The background is that Josie's mother left her husband and moved to another state, where her mother was soon engrossed in a frantic hunt to escape loneliness. She forgot about Josie, alone and isolated and lonely in a new town with no friends, and with the healthy curiosity of a young girl. A 25-year-old divinity student slips into her life and offers the attention to fill her loneliness, yet he has his own bitter demons.

It is a story of sadism and domination, with Josie falling completely under the spell of the 25-year-old Jared. He strips all of her clothes off, inflicts cuts on her breasts, dominates and degrades her with taunts of "filthy little -- filthy, filth -- girl," ties her down with cloth strips to dominate her and leaves her "in terror, animal terror, beads of sweat breaking out like flame on your body."

She accepts such pain because Josie wants, "Love. Love. Love Jared, don't hurt me." Everyone wants to be wanted, and if this is the only "wanting" that Josie can find, she'll take it. Her mother is emotionally absent, she's bullied at her new school, and that is why Josie turns to any substitute who gives her the attention she craves.

Her mother finally defines the problem as her own inability to love anyone, ". . . . . . . I've been so unhappy, I've been so undefined. Every man I've ever wanted, when I have him I cease to want him -- it's a curse." Some people are like that. Give them love, and their own sense of inadequacy drives them to hurt others who offer the most.

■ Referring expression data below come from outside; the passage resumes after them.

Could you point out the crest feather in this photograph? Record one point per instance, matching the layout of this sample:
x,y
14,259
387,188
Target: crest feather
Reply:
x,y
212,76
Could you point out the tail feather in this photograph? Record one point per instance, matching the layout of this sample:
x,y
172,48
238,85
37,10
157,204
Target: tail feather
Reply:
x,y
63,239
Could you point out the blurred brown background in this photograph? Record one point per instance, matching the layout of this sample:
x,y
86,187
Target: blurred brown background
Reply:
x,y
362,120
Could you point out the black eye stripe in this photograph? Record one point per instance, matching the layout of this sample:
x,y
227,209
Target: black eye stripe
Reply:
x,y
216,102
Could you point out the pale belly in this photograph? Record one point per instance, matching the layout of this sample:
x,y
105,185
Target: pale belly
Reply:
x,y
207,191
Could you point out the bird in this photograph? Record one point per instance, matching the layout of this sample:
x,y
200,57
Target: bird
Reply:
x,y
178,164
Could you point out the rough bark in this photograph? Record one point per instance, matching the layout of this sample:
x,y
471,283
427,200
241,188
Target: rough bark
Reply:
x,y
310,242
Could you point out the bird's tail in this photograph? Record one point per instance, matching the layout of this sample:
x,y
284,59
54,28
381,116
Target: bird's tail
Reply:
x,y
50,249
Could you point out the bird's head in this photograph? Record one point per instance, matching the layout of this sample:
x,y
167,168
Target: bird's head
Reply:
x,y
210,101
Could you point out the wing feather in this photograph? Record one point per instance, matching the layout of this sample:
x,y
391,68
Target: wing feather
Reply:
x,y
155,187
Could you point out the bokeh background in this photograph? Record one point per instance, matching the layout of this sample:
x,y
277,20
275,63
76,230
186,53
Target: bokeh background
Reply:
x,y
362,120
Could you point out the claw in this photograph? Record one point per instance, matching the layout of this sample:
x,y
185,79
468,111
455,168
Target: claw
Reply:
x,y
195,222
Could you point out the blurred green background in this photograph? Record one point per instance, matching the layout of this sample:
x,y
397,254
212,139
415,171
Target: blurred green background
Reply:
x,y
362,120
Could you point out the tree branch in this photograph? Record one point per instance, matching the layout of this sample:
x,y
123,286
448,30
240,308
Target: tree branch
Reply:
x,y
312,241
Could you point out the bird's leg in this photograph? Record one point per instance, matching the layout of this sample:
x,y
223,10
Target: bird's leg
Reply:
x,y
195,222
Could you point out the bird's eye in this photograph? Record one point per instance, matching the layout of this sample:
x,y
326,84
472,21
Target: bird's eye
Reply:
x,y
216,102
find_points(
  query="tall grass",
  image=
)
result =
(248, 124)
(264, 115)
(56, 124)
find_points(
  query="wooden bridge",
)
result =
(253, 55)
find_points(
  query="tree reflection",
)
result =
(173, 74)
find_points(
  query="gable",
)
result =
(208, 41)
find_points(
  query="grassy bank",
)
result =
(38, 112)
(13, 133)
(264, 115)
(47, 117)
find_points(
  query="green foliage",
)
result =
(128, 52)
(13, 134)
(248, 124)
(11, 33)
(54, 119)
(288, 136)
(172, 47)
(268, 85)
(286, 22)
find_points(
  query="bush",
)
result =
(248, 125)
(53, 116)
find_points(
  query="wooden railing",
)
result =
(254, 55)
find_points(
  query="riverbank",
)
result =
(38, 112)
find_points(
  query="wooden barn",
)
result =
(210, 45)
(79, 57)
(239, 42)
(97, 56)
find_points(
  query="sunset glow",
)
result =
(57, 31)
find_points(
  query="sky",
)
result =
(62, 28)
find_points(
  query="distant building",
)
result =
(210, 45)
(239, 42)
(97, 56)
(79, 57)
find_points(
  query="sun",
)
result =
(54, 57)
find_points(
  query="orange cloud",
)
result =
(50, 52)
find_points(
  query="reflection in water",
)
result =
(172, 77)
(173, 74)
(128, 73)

Oates presents the story as a snapshot of life; no moral judgments, no great lessons, no redemption. It's simply a slice of life. Most stories have a "plot," but we don't think of finely crafted photographs as having "a plot." It's often said a picture is worth a thousand words; in this case, Oates turns a few thousand words in a powerful picture.

If you want answers for the cruelties of life, it's not here. If you enjoy a superb portrait of a gripping slice of life, this is a wonderful book.